Q-learning (q-learning/): the Bellman target $r + \gamma \max Q(s', a')$ bootstraps from Q’s own estimates → target networks and Polyak averaging provide a slower-moving, more stable target
Policy gradient (policy-gradient/): when using a value function baseline, the advantage estimate $A = r + \gamma V(s') - V(s)$ bootstraps from the value function → GAE λ=1 eliminates bootstrap bias entirely (at the cost of high variance)
Diffusion (diffusion/): not directly present — diffusion avoids bootstrapping by using a fixed noise schedule as the target, which is one reason it’s more stable than RL-based generative methods
TD learning (atomic-concepts/rl-specific/temporal-difference-learning.md): the foundational concept — TD(0) has maximum bootstrap bias, TD(λ→1) reduces it toward zero

Solutions at a Glance

Solution	Mechanism	Where documented
Target networks	Use a frozen or slow-moving copy of the model for computing targets	`atomic-concepts/rl-specific/polyak-averaging.md`
GAE (high λ)	Blend TD targets with Monte Carlo returns — higher λ reduces bootstrap reliance	`atomic-concepts/rl-specific/generalised-advantage-estimation.md`
n-step returns	Use actual rewards for n steps before bootstrapping — reduces bias at cost of variance	`atomic-concepts/rl-specific/temporal-difference-learning.md`
Monte Carlo returns	No bootstrapping at all (λ=1) — unbiased but high variance	`policy-gradient/`
Double Q-learning	Decouples selection from evaluation, reducing bias amplification	`q-learning/`

Historical Context

Bootstrapping in RL was introduced by Sutton (1988) with TD(λ), building on earlier ideas from Samuel’s checkers player (1959).
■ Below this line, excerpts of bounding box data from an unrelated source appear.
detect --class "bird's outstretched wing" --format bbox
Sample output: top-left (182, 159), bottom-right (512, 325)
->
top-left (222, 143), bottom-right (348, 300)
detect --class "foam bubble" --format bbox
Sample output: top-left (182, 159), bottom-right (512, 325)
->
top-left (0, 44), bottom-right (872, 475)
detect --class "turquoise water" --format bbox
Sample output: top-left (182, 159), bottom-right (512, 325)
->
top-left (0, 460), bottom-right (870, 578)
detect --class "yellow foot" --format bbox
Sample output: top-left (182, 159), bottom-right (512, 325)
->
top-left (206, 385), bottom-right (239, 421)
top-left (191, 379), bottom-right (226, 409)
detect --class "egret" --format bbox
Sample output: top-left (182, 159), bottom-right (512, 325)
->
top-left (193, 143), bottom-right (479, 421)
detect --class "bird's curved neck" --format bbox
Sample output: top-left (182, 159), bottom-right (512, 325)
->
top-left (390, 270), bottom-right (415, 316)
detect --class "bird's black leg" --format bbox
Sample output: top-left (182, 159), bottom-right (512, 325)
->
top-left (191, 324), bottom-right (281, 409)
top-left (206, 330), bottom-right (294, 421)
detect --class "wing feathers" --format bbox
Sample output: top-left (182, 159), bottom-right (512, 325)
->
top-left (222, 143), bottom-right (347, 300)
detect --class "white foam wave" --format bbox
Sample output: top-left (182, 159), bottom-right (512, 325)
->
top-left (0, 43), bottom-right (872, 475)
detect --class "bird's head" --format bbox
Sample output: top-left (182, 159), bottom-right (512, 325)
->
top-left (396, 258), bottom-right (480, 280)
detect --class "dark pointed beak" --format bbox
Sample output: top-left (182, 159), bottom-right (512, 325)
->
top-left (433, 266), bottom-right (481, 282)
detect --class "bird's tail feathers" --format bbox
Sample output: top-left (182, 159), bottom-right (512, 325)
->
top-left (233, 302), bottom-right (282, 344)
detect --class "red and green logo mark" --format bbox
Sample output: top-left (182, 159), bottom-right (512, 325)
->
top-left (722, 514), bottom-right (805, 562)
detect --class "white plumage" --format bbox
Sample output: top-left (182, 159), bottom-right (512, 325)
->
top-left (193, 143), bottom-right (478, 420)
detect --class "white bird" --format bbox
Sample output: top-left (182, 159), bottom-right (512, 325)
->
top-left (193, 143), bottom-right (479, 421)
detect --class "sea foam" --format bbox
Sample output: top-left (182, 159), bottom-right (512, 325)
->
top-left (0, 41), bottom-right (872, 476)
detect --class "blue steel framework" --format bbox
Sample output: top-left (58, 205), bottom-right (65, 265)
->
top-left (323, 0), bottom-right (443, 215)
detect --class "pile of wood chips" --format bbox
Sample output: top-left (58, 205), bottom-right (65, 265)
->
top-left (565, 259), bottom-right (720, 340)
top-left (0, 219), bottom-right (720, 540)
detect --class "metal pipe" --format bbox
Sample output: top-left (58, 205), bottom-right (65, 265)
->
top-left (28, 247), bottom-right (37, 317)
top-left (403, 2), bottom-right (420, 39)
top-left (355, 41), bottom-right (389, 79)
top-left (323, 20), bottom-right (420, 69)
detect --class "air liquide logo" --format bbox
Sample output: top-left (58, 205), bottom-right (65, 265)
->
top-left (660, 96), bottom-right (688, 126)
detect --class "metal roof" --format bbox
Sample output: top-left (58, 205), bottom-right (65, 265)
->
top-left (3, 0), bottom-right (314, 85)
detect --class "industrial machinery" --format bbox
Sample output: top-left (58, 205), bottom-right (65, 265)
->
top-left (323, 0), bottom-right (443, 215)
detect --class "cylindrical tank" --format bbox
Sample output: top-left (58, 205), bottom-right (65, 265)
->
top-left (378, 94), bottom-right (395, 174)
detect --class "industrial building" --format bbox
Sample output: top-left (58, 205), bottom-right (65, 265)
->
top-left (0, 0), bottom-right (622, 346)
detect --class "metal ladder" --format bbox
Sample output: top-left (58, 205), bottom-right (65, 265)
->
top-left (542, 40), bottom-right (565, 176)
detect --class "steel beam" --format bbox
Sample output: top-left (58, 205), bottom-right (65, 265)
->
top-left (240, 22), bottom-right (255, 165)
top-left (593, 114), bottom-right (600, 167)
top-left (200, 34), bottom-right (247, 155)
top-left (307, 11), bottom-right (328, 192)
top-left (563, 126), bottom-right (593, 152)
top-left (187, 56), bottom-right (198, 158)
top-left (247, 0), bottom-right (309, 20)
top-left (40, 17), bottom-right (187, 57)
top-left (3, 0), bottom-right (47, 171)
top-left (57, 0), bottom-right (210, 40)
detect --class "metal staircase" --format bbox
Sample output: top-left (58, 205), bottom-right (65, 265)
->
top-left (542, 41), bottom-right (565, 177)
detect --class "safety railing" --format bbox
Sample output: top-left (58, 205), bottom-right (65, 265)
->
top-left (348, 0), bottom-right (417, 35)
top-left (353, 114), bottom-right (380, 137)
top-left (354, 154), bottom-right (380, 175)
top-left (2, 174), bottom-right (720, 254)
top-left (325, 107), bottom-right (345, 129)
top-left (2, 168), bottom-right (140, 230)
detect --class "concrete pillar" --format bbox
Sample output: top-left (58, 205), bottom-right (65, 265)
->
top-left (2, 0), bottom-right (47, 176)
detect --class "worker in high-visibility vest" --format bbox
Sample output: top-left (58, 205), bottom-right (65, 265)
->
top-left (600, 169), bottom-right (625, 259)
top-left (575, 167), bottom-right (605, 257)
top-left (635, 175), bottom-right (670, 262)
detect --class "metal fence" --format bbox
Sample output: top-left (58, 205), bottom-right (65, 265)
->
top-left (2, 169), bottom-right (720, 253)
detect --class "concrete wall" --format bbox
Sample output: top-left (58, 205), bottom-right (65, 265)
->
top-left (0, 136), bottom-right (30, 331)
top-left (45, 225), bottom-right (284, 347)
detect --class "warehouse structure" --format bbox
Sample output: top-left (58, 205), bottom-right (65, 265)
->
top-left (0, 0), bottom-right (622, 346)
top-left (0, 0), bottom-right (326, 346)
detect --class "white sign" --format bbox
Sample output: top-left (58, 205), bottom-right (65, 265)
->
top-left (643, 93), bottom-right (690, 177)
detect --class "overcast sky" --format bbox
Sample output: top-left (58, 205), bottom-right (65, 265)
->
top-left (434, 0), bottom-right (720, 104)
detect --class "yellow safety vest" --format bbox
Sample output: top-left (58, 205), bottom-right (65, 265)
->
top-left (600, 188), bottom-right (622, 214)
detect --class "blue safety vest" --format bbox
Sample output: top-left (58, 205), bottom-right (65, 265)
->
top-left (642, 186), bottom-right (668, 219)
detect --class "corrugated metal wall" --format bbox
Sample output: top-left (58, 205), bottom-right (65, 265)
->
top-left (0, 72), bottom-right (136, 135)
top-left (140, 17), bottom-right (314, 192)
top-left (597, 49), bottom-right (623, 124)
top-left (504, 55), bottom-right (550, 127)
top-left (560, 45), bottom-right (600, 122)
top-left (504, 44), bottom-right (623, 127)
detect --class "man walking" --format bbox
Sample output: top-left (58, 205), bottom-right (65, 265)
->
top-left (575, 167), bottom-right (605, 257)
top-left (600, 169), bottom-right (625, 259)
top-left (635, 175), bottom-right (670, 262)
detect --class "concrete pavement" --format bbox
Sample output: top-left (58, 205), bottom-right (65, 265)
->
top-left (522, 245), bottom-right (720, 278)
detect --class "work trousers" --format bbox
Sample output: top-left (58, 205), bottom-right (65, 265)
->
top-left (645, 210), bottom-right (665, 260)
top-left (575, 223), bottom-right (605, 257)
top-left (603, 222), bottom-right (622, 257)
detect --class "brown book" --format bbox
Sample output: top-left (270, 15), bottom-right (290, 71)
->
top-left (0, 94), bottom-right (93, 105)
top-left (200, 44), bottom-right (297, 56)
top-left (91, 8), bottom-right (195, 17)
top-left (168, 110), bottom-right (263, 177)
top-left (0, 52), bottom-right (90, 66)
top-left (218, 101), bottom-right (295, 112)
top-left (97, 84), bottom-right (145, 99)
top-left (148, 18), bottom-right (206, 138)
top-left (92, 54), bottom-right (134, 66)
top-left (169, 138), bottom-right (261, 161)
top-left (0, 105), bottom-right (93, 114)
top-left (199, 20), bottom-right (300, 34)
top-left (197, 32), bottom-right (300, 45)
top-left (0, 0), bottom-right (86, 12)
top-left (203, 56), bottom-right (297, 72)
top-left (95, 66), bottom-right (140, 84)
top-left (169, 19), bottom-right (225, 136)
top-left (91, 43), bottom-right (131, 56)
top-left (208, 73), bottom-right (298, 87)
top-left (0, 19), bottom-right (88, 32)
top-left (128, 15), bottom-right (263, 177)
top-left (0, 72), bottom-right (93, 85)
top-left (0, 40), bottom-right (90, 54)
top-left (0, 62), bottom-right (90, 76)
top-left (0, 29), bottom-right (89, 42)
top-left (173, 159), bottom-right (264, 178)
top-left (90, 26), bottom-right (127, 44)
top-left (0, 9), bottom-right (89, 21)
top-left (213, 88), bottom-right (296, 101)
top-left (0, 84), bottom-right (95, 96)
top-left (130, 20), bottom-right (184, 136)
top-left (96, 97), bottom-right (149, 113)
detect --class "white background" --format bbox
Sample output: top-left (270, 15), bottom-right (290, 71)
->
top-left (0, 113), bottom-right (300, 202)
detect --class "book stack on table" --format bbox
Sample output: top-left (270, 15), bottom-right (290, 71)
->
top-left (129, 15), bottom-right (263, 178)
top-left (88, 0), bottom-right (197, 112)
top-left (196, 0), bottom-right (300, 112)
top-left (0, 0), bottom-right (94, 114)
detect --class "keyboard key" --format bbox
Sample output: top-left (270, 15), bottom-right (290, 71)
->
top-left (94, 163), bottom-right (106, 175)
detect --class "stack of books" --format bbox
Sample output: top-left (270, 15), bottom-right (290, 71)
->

The bias was understood theoretically from the start — Sutton proved convergence only for the tabular case. Tsitsiklis & Van Roy (1997) showed that combining bootstrapping with function approximation could diverge, and Baird (1995) gave concrete counterexamples. The “deadly triad” framing (bootstrapping + function approximation + off-policy) was popularised by Sutton & Barto’s textbook. Despite the bias, bootstrapping remains essential in practice because the alternative (Monte Carlo) has impractically high variance for most problems. Modern methods don’t eliminate the bias — they manage it through target networks, n-step returns, and conservative value estimation.